I sense Will rise unsteadily to his feet behind me, and wish he would stay down.
Cassian’s purple-black gaze whips to him—a hungry predator ready to pounce. His wings flash behind him. Air hisses through his teeth.
“Back off,” I bark.
He cocks his head like he hears something far off and speaks thickly, “They’re coming.”
I pay attention then, and hear them, too. Xander’s voice, and the others descending the rock, looking for us.
On another breath, Cassian commands, “We must go. Now, Jacinda.”
Tamra watches, strangely quiet.
Understanding that I’m about to leave—probably for good—Will seizes my hand, forces me around, his expression fierce. “No, Jacinda. Don’t do it. Don’t think it. Don’t leave with him.”
His grip on my hand tightens with each word.
His image blurs, and I blink tears, fight against the thick sob rising up in my chest.
“I won’t let you—” Words rise on my lips, words I keep in. I can’t stay, Will. Not now. I’m sorry, so sorry. I wish I could say them. Wish he could understand.

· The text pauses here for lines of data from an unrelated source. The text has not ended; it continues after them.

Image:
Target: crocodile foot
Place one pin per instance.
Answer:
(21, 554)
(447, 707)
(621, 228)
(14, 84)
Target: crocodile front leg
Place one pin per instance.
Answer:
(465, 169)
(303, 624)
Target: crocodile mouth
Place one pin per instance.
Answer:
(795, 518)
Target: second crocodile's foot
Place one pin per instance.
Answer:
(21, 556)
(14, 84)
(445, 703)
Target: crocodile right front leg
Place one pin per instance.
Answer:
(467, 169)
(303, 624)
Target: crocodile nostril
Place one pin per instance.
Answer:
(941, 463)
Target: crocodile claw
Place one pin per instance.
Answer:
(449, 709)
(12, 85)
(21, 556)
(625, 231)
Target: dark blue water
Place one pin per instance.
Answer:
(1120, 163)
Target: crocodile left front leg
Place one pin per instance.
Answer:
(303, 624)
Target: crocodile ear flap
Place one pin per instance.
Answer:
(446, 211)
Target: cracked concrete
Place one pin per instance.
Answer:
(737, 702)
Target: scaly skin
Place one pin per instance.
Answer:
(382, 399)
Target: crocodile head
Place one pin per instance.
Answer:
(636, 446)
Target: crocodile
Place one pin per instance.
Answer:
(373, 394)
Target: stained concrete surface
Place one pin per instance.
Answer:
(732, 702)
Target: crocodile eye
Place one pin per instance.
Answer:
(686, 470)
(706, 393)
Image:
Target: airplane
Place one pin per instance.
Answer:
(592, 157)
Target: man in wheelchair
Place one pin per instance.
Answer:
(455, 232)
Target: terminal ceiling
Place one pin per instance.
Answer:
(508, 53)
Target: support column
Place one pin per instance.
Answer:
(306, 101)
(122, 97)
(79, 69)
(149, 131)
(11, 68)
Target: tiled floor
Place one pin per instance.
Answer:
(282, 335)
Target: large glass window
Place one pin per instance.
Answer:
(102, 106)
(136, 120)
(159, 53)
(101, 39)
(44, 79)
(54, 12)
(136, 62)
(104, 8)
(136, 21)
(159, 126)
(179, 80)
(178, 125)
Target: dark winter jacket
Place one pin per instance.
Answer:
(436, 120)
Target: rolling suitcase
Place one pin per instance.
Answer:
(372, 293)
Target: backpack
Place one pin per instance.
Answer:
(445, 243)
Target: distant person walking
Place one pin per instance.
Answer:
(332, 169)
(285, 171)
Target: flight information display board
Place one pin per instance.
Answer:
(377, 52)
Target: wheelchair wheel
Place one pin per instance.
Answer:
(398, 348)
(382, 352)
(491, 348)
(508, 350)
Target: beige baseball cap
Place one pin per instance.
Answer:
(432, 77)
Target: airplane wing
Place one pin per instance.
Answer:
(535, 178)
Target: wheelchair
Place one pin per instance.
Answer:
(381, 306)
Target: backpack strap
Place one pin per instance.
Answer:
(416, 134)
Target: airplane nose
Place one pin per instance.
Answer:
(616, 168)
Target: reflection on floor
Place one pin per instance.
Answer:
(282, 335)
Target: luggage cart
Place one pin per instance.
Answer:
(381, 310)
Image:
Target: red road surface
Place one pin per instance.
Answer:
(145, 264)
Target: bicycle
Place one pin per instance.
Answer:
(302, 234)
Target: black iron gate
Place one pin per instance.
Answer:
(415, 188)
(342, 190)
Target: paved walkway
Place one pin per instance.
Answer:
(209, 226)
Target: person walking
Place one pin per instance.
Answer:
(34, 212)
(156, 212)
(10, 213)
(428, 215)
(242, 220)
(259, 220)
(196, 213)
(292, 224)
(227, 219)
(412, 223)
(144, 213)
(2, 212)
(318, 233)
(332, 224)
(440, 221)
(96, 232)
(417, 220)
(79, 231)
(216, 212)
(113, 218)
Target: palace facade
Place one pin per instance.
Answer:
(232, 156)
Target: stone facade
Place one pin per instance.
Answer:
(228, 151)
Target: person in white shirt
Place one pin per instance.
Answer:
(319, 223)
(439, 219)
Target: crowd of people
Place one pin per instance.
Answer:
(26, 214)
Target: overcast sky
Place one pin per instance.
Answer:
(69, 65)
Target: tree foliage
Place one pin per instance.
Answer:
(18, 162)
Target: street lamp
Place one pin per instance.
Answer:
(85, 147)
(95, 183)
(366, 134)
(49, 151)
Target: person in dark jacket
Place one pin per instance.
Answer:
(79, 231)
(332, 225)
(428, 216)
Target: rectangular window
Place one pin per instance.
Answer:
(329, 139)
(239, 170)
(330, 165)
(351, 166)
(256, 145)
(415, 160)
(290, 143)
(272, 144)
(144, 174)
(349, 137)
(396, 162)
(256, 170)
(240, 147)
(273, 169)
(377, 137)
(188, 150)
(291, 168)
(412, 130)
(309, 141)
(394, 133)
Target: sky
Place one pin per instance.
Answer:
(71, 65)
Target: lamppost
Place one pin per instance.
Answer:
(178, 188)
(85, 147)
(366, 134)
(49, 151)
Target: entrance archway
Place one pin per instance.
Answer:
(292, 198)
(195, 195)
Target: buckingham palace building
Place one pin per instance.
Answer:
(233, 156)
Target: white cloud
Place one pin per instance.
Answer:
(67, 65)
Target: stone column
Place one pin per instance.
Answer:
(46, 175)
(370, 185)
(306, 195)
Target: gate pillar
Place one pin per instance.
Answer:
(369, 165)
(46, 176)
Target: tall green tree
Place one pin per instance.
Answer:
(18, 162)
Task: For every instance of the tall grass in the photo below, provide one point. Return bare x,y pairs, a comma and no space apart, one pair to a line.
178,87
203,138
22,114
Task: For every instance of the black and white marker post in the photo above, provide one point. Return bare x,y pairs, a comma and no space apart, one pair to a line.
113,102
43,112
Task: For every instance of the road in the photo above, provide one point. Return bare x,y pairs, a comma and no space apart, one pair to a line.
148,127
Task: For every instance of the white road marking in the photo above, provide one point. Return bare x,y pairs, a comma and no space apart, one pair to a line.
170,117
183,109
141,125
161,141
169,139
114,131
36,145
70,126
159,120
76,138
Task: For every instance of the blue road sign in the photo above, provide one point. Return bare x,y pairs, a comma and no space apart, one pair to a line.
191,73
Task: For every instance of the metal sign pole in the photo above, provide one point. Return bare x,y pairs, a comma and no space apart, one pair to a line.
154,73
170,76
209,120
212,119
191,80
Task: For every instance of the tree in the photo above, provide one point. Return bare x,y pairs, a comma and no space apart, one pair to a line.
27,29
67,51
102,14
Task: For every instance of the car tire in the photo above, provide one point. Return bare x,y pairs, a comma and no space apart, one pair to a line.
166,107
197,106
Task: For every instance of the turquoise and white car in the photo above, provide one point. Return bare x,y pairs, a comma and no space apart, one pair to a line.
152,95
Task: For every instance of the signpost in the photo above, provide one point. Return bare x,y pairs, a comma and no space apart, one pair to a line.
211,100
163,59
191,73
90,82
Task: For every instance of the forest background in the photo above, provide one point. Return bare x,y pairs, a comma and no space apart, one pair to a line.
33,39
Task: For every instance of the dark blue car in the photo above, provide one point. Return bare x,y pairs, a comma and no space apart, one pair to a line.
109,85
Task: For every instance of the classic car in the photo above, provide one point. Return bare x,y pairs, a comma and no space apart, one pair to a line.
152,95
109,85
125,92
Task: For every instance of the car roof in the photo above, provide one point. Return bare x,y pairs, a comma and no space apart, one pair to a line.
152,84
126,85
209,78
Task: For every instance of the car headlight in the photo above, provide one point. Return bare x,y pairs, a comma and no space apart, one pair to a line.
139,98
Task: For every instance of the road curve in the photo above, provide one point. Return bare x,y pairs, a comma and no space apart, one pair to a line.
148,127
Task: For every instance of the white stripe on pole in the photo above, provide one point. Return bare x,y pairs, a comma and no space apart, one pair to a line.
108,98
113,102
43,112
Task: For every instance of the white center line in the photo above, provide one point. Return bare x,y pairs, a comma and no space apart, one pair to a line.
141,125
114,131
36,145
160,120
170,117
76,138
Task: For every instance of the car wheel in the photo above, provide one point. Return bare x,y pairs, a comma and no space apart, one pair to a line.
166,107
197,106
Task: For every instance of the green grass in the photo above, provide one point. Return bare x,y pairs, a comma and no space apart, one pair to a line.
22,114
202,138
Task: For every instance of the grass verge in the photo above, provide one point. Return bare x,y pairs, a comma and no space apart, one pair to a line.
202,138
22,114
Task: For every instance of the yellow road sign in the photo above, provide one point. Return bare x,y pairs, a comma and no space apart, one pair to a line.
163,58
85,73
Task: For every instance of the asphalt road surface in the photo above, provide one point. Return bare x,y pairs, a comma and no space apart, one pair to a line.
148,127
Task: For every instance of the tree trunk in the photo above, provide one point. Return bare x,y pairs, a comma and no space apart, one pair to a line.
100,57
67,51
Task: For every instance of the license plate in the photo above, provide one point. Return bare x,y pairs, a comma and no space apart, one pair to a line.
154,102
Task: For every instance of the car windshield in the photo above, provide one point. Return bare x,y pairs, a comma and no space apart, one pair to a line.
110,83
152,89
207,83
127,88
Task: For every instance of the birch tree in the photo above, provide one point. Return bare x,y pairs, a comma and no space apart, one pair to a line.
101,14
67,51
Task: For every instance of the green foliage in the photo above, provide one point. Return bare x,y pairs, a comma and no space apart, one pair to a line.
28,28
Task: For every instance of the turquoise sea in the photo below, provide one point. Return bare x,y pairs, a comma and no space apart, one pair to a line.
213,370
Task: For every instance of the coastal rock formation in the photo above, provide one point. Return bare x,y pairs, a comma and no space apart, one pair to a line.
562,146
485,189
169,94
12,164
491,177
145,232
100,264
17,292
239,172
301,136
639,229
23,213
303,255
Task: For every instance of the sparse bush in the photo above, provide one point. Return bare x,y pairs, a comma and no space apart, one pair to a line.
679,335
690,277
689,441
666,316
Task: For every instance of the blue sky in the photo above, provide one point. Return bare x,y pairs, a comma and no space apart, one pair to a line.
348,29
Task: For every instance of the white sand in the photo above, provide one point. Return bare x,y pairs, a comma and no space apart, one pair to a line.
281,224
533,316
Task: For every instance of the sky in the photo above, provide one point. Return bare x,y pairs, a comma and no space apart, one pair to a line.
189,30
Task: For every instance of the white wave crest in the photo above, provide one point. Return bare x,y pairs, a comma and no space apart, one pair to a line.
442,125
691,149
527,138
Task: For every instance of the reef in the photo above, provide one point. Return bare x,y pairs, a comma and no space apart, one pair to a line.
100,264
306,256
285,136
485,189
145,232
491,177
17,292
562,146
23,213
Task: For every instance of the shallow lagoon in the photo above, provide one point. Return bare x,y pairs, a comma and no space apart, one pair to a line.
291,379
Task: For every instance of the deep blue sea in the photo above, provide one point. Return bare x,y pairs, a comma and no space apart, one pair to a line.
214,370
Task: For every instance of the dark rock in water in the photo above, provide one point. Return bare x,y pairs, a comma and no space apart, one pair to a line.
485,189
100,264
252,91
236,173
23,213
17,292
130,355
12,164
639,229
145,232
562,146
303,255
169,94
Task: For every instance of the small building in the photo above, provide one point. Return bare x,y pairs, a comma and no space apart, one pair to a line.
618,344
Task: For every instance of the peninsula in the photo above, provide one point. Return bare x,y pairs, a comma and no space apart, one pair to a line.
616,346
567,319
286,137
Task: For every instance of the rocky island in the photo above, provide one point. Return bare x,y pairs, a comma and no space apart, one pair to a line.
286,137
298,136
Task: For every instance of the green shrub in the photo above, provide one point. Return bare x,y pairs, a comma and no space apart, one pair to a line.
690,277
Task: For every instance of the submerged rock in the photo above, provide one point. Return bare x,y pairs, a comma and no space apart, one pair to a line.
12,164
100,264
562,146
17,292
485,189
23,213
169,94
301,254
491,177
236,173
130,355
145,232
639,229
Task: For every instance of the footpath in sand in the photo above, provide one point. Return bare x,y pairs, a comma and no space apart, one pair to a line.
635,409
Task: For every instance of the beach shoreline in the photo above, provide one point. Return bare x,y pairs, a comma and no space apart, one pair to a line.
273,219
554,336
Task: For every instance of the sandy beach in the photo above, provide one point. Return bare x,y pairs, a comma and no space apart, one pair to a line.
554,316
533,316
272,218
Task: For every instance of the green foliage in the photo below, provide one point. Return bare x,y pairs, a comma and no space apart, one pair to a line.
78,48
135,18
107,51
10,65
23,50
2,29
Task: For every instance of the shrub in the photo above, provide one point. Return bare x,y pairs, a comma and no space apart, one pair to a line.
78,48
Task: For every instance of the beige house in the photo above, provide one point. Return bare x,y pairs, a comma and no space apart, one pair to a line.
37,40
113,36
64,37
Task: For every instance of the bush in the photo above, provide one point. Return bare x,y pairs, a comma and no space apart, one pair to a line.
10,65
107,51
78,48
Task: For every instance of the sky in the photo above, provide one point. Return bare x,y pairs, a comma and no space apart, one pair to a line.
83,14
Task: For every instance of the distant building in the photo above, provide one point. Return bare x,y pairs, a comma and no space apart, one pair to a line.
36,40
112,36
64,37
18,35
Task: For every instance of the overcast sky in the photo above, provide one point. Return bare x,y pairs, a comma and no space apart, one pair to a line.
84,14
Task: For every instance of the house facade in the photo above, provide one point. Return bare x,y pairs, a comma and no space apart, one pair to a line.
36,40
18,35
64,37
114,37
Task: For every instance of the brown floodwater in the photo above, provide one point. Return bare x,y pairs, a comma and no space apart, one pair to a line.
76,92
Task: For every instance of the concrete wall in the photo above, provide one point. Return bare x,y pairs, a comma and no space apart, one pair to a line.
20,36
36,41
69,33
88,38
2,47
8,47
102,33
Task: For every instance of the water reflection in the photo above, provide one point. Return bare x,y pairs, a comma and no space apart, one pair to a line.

Still, it’s as though he heard me. “No, Jacinda!” His gaze swings to where Cassian stands just beyond me. His lip curls. “You’re going with him. Back to the pride.” He says this like I’m heading into my death. And in some ways, I realize, leaving with Cassian is just that.
“No!” Tamra shouts from off to the side, as if she’s waking from a dream, beginning to grasp the situation.
I shake my head, stroking Will’s face with fire gold fingers, trying to reassure him.
“I won’t let him have you.”
Cassian takes a menacing step toward us, growling in draki speech, even though Will can’t understand, “You haven’t a say in this, human.” His gaze shifts then, his dark eyes bleeding into me, and despite his promise to not force me into anything against my will, unease trickles through me at the dark possession glowing there.
Will sees it, too. He breaks from me and surges toward Cassian in a crippled stagger.
“You don’t own her,” Will mutters darkly.
Cassian sees then what I’ve already marked. The purple blood dripping down Will’s face, dribbling like ink from a pen. He sees. He understands, knows Will is no ordinary human.